What is a "Will Substitute" and why could it ruin everything?

February 1, 2018

 

A "Will Substitute" is an instrument that transfers ownership of property from the owner to the beneficiary upon the owner's death while avoiding probate. Examples of will substitutes include the "Payable on Death" ("POD") designation of a bank account or the beneficiary designation of a life insurance policy.

 

PODs and insurance contracts are powerful agreements! Money in your account or cash from the death benefit will be transferred to the named beneficiary when the owner dies EVEN IF the owner has a will and regardless of what that will says.

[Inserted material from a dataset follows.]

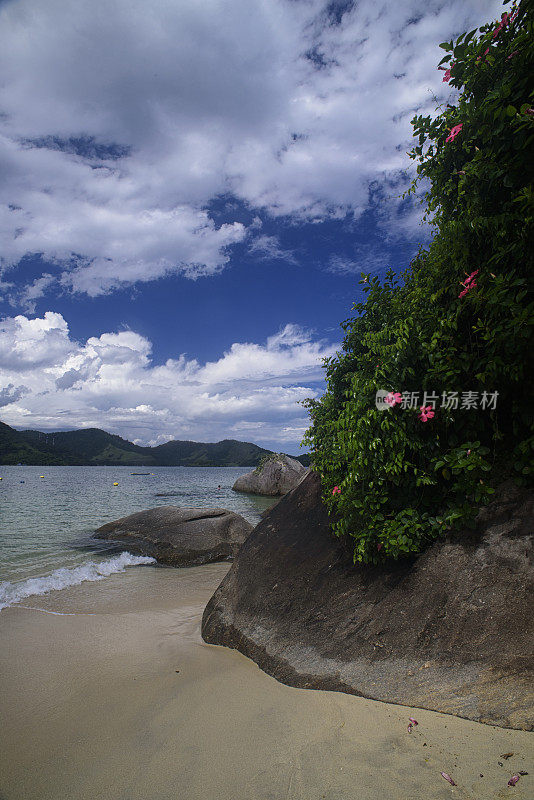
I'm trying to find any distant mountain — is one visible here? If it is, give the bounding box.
[0,422,309,467]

The POD provision overrides the directives of a will or replaces a will altogether as it pertains to the specific asset.

 

Therefore, be cautious and thoughtful when you open a bank or investment account and consider a POD. Sometimes a POD is helpful in an estate plan but other times it may have unintended consequences. If you want the assets in your account to be divided equally among your children upon your death but you have named only one child as the POD, guess who gets the money?! Your other kids will have to rely on brother or sister to share the proceeds, which sharing, to make matters even more troubling, may have unintended tax consequences for him or her.

 

Joint ownership of an account is another type of will substitute. This commonly occurs when an elderly parent needing help to manage finances and pay bills, adds an adult child as a joint owner. The parent may eventually want the child to inherit the money. However, going about it this way is an awful idea! If that child incurs some liability for something such as an accident or a personal debt, he or she will be pursued by creditors. And guess what account the creditors will find?! The same objective of helping mom or dad pay the bills without exposing the account to  creditors can be achieved with some smart yet simple estate planning.

 

So before you unwittingly disinherit your loved ones or expose your assets to the liability of others, make sure you carefully consider these issues. Plan smart and keep things safe!